Por Paula González

Después de una semana interminable en la ciudad de la furia, llegó la hora de volver a San Pedro, al lugar donde crecí, a casa. Preparé la valija, agarré una botella de agua para el viaje y salí. Me senté en un banco de la plaza de Avenida Libertador y Olleros a esperar la combi mientras pensaba: ¡Que sacrificios hacen los padres para mantenernos, pagarnos nuestros estudios, los viajes de ida, de vuelta…! Mi papá siempre me decía: “¿Todos los fines de semana pensás volver?” Y sí, no solía quedarme en Buenos Aires. Mis amigas me lo pedían, pero no podía. La inestabilidad me persigue. No puedo. Se me hace difícil estar lejos de mi familia. Soy una persona que extraña y mucho. Además, ¿quién podría perderse los domingos de asado de papá, las preguntas alocadas de mi hermano, la compañía de mi novio y las charlas con mamá? Esas pequeñas cosas que se disfrutan como si fuera la última vez. 

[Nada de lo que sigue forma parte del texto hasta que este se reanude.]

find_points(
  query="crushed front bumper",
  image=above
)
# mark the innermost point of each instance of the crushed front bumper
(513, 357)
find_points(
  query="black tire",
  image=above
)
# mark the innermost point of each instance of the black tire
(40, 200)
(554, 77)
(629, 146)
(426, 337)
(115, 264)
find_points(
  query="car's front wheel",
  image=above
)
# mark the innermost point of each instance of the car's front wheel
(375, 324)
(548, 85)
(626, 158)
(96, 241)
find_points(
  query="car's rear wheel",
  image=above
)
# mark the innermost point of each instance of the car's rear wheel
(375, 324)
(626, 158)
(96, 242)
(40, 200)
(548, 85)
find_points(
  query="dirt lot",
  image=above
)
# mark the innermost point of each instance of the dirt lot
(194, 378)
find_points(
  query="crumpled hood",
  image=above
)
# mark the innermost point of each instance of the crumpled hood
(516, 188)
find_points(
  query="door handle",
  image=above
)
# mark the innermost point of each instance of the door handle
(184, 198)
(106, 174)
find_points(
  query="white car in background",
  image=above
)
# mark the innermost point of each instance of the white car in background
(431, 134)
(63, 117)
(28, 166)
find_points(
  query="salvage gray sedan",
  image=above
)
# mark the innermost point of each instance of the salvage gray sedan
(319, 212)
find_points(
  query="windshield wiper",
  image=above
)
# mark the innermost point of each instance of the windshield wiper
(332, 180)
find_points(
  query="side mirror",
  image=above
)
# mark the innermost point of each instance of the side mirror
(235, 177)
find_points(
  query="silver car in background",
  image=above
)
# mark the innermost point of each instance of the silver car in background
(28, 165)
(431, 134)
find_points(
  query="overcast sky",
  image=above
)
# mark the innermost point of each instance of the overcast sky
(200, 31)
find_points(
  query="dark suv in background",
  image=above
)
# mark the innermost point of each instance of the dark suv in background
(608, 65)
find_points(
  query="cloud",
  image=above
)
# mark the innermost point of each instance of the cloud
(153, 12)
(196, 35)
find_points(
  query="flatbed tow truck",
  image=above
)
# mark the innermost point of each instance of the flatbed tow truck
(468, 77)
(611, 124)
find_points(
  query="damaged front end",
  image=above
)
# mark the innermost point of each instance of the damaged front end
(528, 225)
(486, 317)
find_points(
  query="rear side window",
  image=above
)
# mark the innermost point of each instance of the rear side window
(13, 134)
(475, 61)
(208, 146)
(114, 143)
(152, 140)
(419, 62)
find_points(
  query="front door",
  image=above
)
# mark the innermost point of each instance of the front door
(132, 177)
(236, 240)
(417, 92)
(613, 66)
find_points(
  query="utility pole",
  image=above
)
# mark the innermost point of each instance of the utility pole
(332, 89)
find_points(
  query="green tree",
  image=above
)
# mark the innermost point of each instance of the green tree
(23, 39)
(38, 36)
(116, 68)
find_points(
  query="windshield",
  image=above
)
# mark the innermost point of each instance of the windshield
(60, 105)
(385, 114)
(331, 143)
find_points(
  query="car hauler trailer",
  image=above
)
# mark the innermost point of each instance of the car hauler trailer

¿Quién iba a decir que el destino jugaría a mi favor y que esa sería la última vez en el año que tomaba una combi para volver a casa? ¿Que el domingo no iba a emprender el viaje de vuelta porque, ese mismísimo día, decretarían la cuarentena obligatoria? Ya se hablaba de un posible encierro, pero no lo vi venir. Nadie vio venir este momento. Los deseos de año nuevo, las metas a cumplir se esfumaron como por arte de magia. Que de repente se cierre todo, que solamente puedan circular los trabajadores esenciales, que tengas que usar un tapaboca y mantenerte con cierta distancia entre la gente… Me sentía rara. Feliz por estar en casa, pero asustada por esta nueva normalidad. Y así se volvió una costumbre. Una nueva rutina golpeó nuestras puertas y se instaló.

Despertaba, bajaba las escaleras, conectaba la compu mientras esperaba que se calentara el agua para preparme un café. Aprender a través de una pantalla. Mentiría si dijera que fue algo fácil. Las ganas de volver a mi departamento aparecían como antojos. Sí, tenía ganas de volver a Buenos Aires. “Sos como la gata flora”, diría mi madre. Pero extrañaba mi casa, estar sola y en silencio entre cuatro paredes, ir a buscar un libro de la colección apilada en la estantería para leerlo sentada en el sillón con mi manta rosa, el olor a palo santo, caminar por el barrio, llegar tarde a la estación de tren como de costumbre… Una vez busqué en Google (ustedes me dirán que estas cosas se charlan con un psicólogo, pero es que me escapo de ellos como suelo escapar de la realidad) “¿Qué significa ser una persona inestable?”. La definición decía: “Una persona inestable vive permanentemente en una montaña rusa de emociones, no logra un estilo de vida equilibrado y es incapaz de conservar los afectos durante cierto tiempo”. La cura para esos momentos de inestabilidad eran la preparación de un budín, un nuevo tik tok por aprender, una rutina de gimnasia con un palo de escoba y dos botellas de agua. Todo se volvió llevadero hasta que la situación fue mejorando, como si nada hubiese ocurrido.

Y como un déja vu, la historia vuelve a repetirse. La estabilidad sigue sin aparecer, pero esta vez, estoy más preparada que nunca.